A similar threat from CSPI in 2006 to sue Kellogg Co. over marketing of food products to kids helped launch a process that led to major food companies either withdrawing from or limiting marketing to children.
In the current case, however, there was no indication from either brewer that they would negotiate with CSPI.
State attorneys general also have been examining the marketing of the alcohol energy drinks.
CSPI today sent letters to both brewers contending that A-B's marketing of Tilt and Bud Extra and Miller's marketing of Sparks are unfair and deceptive because the caffeine, ginseng and guarana stimulants in the products haven't been approved for use in alcoholic beverages. The letters also contend that the limited marketing for the brands (none of the brands use TV) implies that the drinks boost energy and counteract the effects of alcohol. They also charge that the products' packaging and color are a deliberate appeal to younger consumers, some underage.
"There is a physiological effect and marketing message that consuming alcohol and caffeine together allows one to drink more alcohol without feeling as intoxicated as would otherwise be the case," said the letters, which give each company 30 days to come to the table.
Steve Gardner, CSPI's general counsel, said today at a Washington news conference that "these companies are intentionally spiking their products with stimulants" and CSPI's main intention is "getting this stuff off the market."
Higher alcohol content
The letters threaten suits in several states if the companies don't act, saying the marketing or labeling of the products violate Massachusetts, Texas, New Jersey and California statutes. California and Massachusetts, in some instances, allow consumers to sue on behalf of the state attorney general for deceptive marketing.
George Hacker, CSPI's director of alcohol policy, said all three products have a higher alcohol than regular beer -- one, he said, had double the alcohol of a shot of 80-proof liquor. He added that they are marketed in ways that suggest consumers can drink more of them than beer.
"They are supplying quite a bit more alcohol [than beer] with stimulants can keep people going so they are able to drink more," he said.
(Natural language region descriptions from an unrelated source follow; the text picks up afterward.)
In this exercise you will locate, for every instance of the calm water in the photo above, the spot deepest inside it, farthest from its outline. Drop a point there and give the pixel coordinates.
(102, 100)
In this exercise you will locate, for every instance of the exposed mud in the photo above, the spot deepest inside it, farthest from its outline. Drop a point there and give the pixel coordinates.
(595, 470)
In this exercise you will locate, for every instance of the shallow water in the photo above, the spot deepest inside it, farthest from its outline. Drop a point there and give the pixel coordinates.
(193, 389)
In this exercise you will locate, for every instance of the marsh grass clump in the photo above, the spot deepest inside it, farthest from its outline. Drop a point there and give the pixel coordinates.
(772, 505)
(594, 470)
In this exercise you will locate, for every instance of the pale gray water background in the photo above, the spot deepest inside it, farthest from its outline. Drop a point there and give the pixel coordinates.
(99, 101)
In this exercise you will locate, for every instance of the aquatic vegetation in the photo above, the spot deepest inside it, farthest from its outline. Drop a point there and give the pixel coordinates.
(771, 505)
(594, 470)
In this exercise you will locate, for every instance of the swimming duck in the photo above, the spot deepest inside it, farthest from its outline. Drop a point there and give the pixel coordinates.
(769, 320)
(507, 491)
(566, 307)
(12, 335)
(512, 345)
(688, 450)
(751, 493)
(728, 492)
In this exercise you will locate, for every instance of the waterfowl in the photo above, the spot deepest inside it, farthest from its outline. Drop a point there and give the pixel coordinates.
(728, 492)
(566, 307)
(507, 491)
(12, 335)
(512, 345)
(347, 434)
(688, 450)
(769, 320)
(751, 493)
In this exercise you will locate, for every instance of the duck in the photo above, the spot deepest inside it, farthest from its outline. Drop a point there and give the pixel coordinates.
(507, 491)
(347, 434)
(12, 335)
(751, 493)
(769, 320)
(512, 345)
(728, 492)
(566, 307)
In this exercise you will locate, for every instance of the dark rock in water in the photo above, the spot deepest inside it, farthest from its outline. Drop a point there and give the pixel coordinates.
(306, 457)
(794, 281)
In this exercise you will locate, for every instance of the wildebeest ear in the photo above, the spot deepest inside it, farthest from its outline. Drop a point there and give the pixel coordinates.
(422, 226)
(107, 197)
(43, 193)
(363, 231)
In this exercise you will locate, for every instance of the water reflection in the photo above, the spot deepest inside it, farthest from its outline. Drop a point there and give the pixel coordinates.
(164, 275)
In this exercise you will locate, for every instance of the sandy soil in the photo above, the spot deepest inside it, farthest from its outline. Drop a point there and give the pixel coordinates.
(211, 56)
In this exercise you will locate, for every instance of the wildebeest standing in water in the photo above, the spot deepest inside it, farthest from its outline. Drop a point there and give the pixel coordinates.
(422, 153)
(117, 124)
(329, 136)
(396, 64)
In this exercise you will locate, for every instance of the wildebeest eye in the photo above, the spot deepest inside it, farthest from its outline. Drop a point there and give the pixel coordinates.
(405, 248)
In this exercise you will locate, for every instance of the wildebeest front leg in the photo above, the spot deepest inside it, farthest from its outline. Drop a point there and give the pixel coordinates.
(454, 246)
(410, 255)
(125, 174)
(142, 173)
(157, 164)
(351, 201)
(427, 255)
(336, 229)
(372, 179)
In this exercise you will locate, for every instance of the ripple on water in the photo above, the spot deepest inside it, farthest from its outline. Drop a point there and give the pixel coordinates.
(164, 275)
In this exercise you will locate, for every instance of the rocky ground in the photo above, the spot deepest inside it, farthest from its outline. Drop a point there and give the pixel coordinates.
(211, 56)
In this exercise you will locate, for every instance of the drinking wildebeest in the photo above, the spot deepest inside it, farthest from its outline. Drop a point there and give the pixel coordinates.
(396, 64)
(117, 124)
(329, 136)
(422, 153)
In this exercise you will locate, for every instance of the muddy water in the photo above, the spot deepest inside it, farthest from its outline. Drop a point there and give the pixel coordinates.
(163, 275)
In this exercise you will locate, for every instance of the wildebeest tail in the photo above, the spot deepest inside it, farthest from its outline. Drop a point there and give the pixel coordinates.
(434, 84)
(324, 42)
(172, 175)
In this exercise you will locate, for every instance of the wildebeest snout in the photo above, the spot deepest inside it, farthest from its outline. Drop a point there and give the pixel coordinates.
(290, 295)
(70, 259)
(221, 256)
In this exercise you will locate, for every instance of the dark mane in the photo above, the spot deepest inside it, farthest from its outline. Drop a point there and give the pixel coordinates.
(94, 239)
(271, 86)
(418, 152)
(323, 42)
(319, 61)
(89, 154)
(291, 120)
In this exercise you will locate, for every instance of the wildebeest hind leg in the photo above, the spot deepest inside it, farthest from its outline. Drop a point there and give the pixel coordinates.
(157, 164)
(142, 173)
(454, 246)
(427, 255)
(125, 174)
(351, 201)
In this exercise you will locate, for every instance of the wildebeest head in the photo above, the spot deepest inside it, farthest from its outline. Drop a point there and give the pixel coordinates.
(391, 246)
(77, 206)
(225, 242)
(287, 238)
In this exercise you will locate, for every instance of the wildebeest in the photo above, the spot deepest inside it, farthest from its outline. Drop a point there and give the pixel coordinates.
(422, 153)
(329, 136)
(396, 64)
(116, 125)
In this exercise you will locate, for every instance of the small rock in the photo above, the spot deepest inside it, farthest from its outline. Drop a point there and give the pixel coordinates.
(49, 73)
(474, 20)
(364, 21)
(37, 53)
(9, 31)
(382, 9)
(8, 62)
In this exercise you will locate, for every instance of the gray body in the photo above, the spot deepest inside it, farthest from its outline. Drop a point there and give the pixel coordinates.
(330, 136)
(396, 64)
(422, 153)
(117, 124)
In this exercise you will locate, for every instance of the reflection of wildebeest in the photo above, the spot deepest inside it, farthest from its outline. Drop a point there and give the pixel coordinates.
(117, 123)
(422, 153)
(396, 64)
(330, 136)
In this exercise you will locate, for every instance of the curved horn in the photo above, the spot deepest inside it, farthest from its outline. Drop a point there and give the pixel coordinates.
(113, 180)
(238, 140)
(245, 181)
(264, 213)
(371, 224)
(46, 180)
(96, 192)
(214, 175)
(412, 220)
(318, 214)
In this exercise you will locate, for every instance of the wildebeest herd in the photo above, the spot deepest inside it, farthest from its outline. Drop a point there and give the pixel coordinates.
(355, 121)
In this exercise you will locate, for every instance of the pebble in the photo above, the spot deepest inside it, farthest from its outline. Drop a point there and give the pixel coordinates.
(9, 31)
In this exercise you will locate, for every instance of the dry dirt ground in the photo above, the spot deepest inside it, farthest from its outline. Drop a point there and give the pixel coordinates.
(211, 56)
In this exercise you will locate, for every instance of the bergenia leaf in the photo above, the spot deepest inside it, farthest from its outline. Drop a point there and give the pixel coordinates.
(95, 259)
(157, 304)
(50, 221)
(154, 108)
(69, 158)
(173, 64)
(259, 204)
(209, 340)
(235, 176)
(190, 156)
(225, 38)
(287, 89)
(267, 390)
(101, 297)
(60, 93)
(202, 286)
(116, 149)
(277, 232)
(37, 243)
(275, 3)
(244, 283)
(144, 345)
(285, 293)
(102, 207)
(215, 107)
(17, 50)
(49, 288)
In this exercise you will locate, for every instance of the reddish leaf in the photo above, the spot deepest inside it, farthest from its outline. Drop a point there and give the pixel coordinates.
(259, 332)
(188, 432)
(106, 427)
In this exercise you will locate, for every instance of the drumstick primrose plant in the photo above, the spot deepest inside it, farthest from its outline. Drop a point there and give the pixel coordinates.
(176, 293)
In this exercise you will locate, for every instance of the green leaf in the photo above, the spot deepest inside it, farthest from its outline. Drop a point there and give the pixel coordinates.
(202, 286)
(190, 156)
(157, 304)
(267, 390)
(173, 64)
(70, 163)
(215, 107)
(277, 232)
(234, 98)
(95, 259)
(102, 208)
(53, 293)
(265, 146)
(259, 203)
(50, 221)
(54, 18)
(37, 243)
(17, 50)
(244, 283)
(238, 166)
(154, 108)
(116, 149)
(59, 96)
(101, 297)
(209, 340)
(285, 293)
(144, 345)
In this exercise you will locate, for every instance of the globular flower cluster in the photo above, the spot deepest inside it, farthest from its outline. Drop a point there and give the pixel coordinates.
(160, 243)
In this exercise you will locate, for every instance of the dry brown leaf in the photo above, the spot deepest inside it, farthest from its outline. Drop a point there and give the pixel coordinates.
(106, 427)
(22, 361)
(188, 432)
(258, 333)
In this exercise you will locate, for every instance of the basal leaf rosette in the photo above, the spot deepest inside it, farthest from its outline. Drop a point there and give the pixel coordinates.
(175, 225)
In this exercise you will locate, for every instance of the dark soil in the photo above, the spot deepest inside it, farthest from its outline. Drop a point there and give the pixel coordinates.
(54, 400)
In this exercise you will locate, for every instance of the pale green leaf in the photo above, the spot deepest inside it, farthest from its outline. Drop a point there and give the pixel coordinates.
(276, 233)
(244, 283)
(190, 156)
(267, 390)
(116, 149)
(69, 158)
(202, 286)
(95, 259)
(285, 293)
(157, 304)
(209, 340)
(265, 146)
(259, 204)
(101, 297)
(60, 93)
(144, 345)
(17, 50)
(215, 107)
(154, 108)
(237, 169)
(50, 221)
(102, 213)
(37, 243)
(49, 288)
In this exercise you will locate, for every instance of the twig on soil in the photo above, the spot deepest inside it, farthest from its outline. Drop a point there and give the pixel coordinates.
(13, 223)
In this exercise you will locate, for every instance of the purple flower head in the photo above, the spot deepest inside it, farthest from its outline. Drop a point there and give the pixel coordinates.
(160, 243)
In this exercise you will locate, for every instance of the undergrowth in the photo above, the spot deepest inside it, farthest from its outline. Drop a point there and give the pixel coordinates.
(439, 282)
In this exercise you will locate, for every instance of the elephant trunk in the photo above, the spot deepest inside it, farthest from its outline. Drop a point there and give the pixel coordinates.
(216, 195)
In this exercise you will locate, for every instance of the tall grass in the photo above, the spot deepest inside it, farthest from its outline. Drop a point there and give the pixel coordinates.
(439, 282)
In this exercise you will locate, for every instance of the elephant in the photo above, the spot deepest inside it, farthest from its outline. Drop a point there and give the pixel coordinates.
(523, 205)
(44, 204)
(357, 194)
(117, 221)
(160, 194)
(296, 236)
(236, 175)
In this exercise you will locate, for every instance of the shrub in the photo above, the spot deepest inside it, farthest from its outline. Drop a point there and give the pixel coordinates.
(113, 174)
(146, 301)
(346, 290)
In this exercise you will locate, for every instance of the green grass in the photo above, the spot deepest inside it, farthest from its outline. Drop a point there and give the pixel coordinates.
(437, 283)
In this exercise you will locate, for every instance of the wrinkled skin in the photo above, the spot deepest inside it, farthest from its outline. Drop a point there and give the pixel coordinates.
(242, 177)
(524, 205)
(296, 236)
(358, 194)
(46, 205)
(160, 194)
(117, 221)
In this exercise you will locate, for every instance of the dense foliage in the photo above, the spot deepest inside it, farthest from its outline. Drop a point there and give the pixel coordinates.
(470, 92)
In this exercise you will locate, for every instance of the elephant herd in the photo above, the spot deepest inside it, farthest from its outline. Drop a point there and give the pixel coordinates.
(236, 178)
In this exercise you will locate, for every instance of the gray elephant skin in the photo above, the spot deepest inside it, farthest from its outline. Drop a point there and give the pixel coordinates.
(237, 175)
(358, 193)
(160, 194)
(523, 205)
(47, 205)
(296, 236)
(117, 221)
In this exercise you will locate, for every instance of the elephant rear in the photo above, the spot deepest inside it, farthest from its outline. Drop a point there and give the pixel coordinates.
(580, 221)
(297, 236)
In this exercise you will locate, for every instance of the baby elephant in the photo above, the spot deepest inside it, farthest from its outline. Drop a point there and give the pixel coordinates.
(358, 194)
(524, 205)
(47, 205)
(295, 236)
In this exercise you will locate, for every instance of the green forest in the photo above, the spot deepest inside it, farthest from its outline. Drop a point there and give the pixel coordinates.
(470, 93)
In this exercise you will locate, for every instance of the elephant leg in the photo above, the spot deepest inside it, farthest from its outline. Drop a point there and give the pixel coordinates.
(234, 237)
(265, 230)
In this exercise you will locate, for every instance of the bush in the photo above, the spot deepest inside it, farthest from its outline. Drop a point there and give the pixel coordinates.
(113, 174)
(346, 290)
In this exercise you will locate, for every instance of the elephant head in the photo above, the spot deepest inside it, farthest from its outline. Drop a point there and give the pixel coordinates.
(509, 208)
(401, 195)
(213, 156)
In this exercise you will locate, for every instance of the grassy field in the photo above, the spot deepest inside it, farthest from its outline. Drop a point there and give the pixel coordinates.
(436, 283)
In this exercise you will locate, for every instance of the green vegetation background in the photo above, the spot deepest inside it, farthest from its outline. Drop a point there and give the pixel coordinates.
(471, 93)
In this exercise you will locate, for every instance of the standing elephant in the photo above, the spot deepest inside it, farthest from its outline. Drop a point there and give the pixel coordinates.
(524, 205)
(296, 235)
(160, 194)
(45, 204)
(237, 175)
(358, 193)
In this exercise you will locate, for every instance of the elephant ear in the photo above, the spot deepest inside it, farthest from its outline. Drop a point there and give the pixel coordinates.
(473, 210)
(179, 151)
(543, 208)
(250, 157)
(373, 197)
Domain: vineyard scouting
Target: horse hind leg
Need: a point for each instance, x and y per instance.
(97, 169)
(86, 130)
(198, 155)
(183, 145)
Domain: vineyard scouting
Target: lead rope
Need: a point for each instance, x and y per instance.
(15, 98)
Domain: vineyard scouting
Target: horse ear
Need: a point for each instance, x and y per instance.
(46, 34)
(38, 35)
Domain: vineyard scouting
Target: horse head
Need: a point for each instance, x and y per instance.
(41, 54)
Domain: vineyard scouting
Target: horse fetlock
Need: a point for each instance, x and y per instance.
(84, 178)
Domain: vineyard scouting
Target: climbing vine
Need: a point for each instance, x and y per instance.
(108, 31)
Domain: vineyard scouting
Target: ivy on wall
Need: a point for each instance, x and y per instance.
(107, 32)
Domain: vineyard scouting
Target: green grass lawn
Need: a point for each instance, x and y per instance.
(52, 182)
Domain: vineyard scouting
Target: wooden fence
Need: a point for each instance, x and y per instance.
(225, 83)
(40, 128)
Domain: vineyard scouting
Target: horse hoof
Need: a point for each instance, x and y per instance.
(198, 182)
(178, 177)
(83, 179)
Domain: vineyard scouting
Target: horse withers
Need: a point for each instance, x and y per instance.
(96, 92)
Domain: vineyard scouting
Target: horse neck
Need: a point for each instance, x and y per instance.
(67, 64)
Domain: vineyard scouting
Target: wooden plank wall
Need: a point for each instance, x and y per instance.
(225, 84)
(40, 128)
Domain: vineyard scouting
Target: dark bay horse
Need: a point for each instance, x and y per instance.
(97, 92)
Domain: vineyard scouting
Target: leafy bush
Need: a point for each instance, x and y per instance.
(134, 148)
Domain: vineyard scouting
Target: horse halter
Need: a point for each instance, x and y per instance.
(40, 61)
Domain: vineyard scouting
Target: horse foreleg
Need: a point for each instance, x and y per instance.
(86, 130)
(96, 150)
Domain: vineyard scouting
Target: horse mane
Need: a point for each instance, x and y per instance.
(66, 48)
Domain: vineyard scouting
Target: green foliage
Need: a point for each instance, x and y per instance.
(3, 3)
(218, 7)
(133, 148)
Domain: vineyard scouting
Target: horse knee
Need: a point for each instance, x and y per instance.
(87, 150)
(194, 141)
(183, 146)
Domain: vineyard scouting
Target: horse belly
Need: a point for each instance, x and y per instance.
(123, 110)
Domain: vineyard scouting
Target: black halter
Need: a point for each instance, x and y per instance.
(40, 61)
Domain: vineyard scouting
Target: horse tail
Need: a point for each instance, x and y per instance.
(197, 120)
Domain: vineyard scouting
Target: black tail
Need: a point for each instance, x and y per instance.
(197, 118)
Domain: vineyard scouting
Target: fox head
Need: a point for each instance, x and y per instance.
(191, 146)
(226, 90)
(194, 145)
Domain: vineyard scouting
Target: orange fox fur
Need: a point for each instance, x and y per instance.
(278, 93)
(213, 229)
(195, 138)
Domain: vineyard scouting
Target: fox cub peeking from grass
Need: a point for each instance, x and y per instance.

He accused the two brewers of putting consumers "at risk" with "excessively dangerous products" that create "alert drunks."
Pete Miller, a Miller spokesman, said the company doesn't comment on litigation. "Our Sparks brands are federally approved and responsibly marketed to legal drinking age adults," he said.
Francine L. Katz, A-B's VP-communications and consumer affairs, said the products were approved by federal authorities. Calling CSPI "professional anti-alcohol activists," she accused the group of making "alarmist claims" to raise funds. She also questioned why brewers are being targeted when distilled-spirits makers offer caffeinated products with higher alcohol levels. She said that Tilt has a third of the caffeine in a 12-ounce cup of Starbucks Coffee, while Bud Extra has one fourth.
"This calls into question the true priorities of CSPI, a group that obtains funding by generating publicity for itself," she said in a statement.
"If these activists believe that caffeinated alcohol beverages should not be sold, they should persuade the relevant regulatory authorities to outlaw them entirely. But so long as the beverage category itself is lawful, Anheuser-Busch may properly compete within it. We will vigorously defend our legal right to do so, especially when improperly singled out by CSPI as a publicity-generating tactic."